China's economy coming under pressure
By Rainer Koehler
TOKYO (DPA): Viewed from an economic point of view, the stand- off between China and Taiwan is a double-edged sword.
On the one hand, it provides a useful distraction from the economic problems plaguing the huge empire and gives Beijing an opportunity to replace missed targets in industry with patriotic bull's-eyes.
On the other hand, it will have a detrimental effect by only increasing the planners' worries in the medium-term. Were the very same Taiwan to drastically reduce its investment in China, for example, or resultant pressure on the yuan force a devaluation.
In this light, the latest official half-yearly figures no longer look quite so gilded. At first glance, the government's growth figures do not look nearly so impressive as they did.
With 3.62 trillion yuan (around US$400 billion), the first six months of 1999 produced a glowing annual projection of 7.6 percent in the plus.
A closer look, however, reveals that gross domestic produce only rose by 7.1 percent in the second quarter whereas the three previous months expanded by 8.3 percent.
Regardless of whether one accepts the figures as somewhat massaged -- a view favored by many overseas analysts -- these sums are below the regime's own targets.
Although only seven percent growth is anticipated for the whole of 1999 (compared with 7.8 percent in the preceding year), Beijing's economic planners had always said that eight percent is the minimum in national financial performance that would permit a restructuring of the state's inefficient industry without the risk of social unrest. But even if the official goals can live with that, the important economic factors remain far behind expectations.
For five years mainland China's economy has grown at an increasingly slower pace, compared with the time before 1995 when annual increases of the order of 12.6 percent were still being recorded. At least three gigantic problems are now visible: sinking direct foreign investment, falling exports and weak consumer demand.
It is a phenomenon that has slashed back growth across Asia, particularly Japan, and now it has come to China: non- consumption, deferred demand, call it what you will.
It is clear that growing insecurity in the jobs market, rising outlays in rent and health insurance have taken their toll on individual consumption. Instead of rising by a 7.4 percent as in the first three months of the year, demand increased by a paltry 5.5 percent in the second quarter.

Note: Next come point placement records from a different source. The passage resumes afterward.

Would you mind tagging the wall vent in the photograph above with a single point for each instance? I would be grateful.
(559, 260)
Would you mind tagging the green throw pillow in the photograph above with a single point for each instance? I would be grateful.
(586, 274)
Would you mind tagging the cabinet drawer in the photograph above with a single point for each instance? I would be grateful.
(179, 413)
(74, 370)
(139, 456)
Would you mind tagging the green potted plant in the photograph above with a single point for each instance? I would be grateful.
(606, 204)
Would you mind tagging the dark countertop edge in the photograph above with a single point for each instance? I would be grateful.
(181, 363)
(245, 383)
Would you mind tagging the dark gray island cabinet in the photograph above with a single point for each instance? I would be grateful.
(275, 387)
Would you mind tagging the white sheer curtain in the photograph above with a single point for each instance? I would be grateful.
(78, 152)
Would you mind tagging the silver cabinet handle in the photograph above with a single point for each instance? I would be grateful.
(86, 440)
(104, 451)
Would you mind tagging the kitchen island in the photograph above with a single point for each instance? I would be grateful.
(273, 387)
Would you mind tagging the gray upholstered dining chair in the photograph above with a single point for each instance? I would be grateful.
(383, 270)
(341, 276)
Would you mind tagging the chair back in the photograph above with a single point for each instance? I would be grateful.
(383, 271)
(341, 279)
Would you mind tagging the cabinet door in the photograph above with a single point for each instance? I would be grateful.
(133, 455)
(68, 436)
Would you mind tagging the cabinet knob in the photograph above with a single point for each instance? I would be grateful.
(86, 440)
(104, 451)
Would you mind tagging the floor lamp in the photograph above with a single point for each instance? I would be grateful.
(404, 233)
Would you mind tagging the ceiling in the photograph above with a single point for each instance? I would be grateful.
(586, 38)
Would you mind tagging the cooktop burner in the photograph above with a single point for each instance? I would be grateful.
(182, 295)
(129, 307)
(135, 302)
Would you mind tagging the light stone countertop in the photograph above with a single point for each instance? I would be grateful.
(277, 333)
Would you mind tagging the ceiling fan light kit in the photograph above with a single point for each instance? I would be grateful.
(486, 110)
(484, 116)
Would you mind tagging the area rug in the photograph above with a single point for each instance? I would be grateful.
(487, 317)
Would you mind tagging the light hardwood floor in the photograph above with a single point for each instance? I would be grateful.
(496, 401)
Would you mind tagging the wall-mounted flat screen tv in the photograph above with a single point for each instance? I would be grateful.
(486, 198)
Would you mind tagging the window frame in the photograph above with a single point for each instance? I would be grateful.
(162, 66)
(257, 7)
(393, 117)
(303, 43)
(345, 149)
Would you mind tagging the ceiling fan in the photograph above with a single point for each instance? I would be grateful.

Even the generous state subsidies introduced earlier this year such as lower interest rates or the drastic expansion of consumer loans for just about everything from cars to education have failed to stimulate the customer's willingness to part with money. And this in turn only compounds the ever-present problem of overproduction.
China's trading balance is also no bed of roses, even if it does present a far prettier picture. Foreign deliveries receded by 4.6 percent, while imports increased by an unhealthy 16.6 percent. As a result, foreign-exchange surpluses have sunk, funds without which an overhaul of state money-losers is unaffordable.
This syndrome is made more vicious through a clear hesitance on the part of overseas investors to pump money into the country in direct investment. In the first six months of 1999, 9.2 percent less foreign capital came into the country than the preceding period.
It is true, the amount was still a whopping $18.6 billion, but even before the Taiwan crisis confidence in a profitable Chinese venture had been sinking rather than rising.
The contractually-agreed investments, Beijing's very own economic insurance, sank by a very worrying 20 percent. Taiwanese investors above all are becoming increasingly cautious. Their investments up to the present -- estimates suggest up to $50 billion -- is seen by Taipei as politically endangered. And the latest tension only adds fuel to that argument's fire.
Given the circumstances, there is a growing sense of an impending devaluation and China's economic planners must feel tempted by the prospect of cranking up exports by way of a weaker currency.
For the first in months, Beijing's research institutes and even the press have been discussing whether in view of the fragile economy the government would be better advised to drop its resistance to devaluation if it might help the economy back on its feet.
Capital markets would react cautiously were central bank president Dai Xianlong to explain that the yuan should be pegged closer to demand. A devaluation prompted by Beijing would probably set off a regional currency crisis and mercilessly pull the gradually improving economies of all Asian economies back down to the depths.